Due to resource limitations, the time required to bring up the entity table will be excessive if the number of qualifying entities exceeds 150. In cases where a large number of entities will be selected it is recommended that you use the Highlight All feature (Step 4).

Depending on whether you are operating on a Sliver Face, Micro Edge or Skew Face, when a single entity has been specified the appropriate process buttons will be enabled for your use. These process buttons are as follows.

Highlight:
If the entity is a face then it will be colored red and the vertices of the face will be highlighted. If the entity is an edge then just the vertices will be highlighted.
Label:
Will place an arrow and label pointing to the center of the entity.
Delete (Sliver Faces and Skew Faces Only):
Will conduct the standard remove face command from the Modify 3D menu on the entity selected. Due to limitations with this command the success rate with this command is poor.
Square (Sliver Faces and Skew Faces Only):
Not yet Implemented

Notes

  1. If you are searching for Skew faces and you get the message "Greater than half the faces are skew. Part alignment is recommended". This is indicating that the majority of the part's faces are skew and rather than trying to square each face, it may be easier to square the body.
  2. If the label "EDGE-" is applied to the end of the leader line pointing to a face then the system was not able to locate and label the center of the face so it labeled one of the edges of the face instead.
  3. Sliver Faces and Micro Edges are more severe than Skew faces. If your part has a large number of Skew faces this utility will point them out. You should make note of where they are and potentially how they might have gotten there so you can possibly prevent them in the future but no matter how careful you are you will run into Skew faces. Skew faces are not a corruption and should not have any adverse effects on your design but it is possible that they will lead to Sliver faces. Skew faces are hard if not impossible to completely remove and are probably not worth attempting to remove unless they have a relatively large skew or are in a critical area.

Removing Sliver Faces that don't respond to the Sliver Doctor Delete command

Due to limitations with the Remove_faces command you will find that the Delete option in Sliver Doctor will have poor results. The biggest advantage of Sliver Doctor is in identifying where and how large the Sliver face is. Once the Sliver Doctor has located the Sliver face you may need to deal with it manually.

There are a number of ways you might manually remove a Sliver face. If there are a number of Sliver faces that comprise a defect, you may find it possible that the Modify 3d-Delete option will work if you use a Box Select to capture all of the faces that make up the defect.

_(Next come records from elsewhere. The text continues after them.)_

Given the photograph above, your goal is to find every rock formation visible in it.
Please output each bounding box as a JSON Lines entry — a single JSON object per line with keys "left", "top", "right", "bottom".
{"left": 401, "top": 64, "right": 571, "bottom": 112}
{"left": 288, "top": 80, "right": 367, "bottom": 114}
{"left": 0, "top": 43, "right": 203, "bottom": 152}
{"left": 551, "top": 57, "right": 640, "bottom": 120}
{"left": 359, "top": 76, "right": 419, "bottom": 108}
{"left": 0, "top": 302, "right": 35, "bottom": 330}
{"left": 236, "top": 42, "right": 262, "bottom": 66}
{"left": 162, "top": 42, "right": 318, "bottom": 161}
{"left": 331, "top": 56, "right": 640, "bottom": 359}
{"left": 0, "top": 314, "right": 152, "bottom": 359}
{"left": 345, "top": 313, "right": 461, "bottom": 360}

A Sliver face is also commonly dealt with the same way that a corruption would be using a machining operation. You can machine away the entire Sliver face and reconstruct the area. This is not a desirable process but if the Sliver face is preventing the processing of the body then it may be necessary.

Restrictions

The Square command for Skew faces will not perfectly square a face. Due to limitation with the Move command, which is the command used in the process, it is common that the skew in a direction will be reduced down to 1E-32 or something similar and still not be perfectly square. While this may not completely square a face it will minimize the skew and hopefully reduce the likelihood of Sliver faces being created.